Alibaba owns the Post.
Diagnosis of gastric cancer currently requires an endoscopy, an invasive procedure where a camera and tiny biopsy instruments are inserted through the throat. Fewer than 30 per cent of patients in China were willing to follow doctors' advice to have an endoscopy, said Cheng Xiangdong, a gastric surgeon at the Zhejiang Cancer Hospital, in a video published by Damo on Wednesday.

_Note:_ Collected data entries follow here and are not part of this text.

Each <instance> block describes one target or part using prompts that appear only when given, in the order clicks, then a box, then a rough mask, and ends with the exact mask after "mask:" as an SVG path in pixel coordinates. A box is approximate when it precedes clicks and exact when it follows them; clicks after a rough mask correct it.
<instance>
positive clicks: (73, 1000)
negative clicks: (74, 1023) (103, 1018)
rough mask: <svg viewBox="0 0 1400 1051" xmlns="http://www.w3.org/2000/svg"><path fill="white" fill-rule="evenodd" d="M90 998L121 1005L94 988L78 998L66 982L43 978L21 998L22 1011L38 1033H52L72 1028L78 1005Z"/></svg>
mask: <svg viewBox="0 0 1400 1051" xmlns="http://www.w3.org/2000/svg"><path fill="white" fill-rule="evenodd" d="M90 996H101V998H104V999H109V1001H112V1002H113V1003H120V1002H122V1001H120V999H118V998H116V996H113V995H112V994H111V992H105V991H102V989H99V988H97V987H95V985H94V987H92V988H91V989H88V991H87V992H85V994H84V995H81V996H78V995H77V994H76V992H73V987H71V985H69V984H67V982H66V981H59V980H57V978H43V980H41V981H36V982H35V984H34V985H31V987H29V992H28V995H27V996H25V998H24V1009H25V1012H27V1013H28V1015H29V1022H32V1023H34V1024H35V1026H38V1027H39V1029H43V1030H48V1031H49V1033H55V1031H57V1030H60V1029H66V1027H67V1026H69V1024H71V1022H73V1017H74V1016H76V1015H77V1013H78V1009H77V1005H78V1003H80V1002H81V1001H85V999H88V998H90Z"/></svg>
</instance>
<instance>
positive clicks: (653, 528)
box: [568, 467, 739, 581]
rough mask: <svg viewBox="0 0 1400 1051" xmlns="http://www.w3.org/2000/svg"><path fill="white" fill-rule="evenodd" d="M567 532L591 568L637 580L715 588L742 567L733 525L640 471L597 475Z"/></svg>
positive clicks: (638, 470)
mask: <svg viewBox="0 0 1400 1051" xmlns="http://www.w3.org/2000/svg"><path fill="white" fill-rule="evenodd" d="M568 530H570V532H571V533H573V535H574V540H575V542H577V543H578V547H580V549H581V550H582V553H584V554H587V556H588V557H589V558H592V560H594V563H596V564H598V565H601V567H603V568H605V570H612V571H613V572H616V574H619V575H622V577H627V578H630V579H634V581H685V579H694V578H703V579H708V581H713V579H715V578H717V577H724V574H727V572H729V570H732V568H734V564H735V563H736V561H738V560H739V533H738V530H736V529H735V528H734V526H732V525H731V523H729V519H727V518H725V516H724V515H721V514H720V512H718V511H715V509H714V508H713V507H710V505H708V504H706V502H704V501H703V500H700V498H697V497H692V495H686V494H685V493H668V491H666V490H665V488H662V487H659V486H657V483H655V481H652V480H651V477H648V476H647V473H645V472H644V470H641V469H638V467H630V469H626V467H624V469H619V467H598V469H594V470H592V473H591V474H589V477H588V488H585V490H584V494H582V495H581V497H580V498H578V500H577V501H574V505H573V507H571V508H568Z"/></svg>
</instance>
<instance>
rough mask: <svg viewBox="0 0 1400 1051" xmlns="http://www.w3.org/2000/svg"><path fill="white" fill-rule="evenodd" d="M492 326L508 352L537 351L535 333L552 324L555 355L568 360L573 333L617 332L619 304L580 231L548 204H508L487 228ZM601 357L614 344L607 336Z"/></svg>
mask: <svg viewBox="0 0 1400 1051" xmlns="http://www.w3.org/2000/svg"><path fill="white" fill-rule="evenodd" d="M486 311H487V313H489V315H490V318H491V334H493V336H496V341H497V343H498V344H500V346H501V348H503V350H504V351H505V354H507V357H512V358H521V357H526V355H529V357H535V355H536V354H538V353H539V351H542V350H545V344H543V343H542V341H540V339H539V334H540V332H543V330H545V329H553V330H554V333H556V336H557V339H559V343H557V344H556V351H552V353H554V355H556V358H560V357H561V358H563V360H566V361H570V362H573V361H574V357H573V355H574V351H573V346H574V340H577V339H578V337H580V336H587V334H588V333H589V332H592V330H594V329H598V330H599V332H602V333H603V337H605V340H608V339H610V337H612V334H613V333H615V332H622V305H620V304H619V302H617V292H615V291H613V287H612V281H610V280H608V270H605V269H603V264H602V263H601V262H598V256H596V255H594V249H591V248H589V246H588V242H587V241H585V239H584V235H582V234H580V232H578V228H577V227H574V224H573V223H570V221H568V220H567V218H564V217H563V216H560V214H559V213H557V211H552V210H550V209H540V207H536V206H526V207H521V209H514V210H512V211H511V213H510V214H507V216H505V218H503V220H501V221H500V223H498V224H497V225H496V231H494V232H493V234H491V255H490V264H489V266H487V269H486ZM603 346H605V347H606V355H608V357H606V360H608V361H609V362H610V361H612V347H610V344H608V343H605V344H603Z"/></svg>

The Grape model significantly outperformed radiologists, achieving sensitivity of 85.1 per cent and specificity of 96.8 per cent, according to a paper published in the journal Nature Medicine on Tuesday. Sensitivity measures the ability to detect disease, while specificity measures the ability to avoid false detection in healthy patients. This exceeded the results of radiologists working without the model by 21.8 per cent and 14 per cent, respectively, particularly in early-stage stomach cancer, the paper said.
The first of its kind model 'may change the gastric-cancer screening approach in our country and even globally', Cheng said, adding that the percentage of early-stage detections could 'increase significantly'.
The fourth leading cause of cancer-related deaths worldwide, gastric cancer can remain symptom-free even at advanced stages. Damo said in a statement on Wednesday that in one such real-world case, a person with the late-stage disease could have been diagnosed six months earlier via CT scans, but radiologists missed it.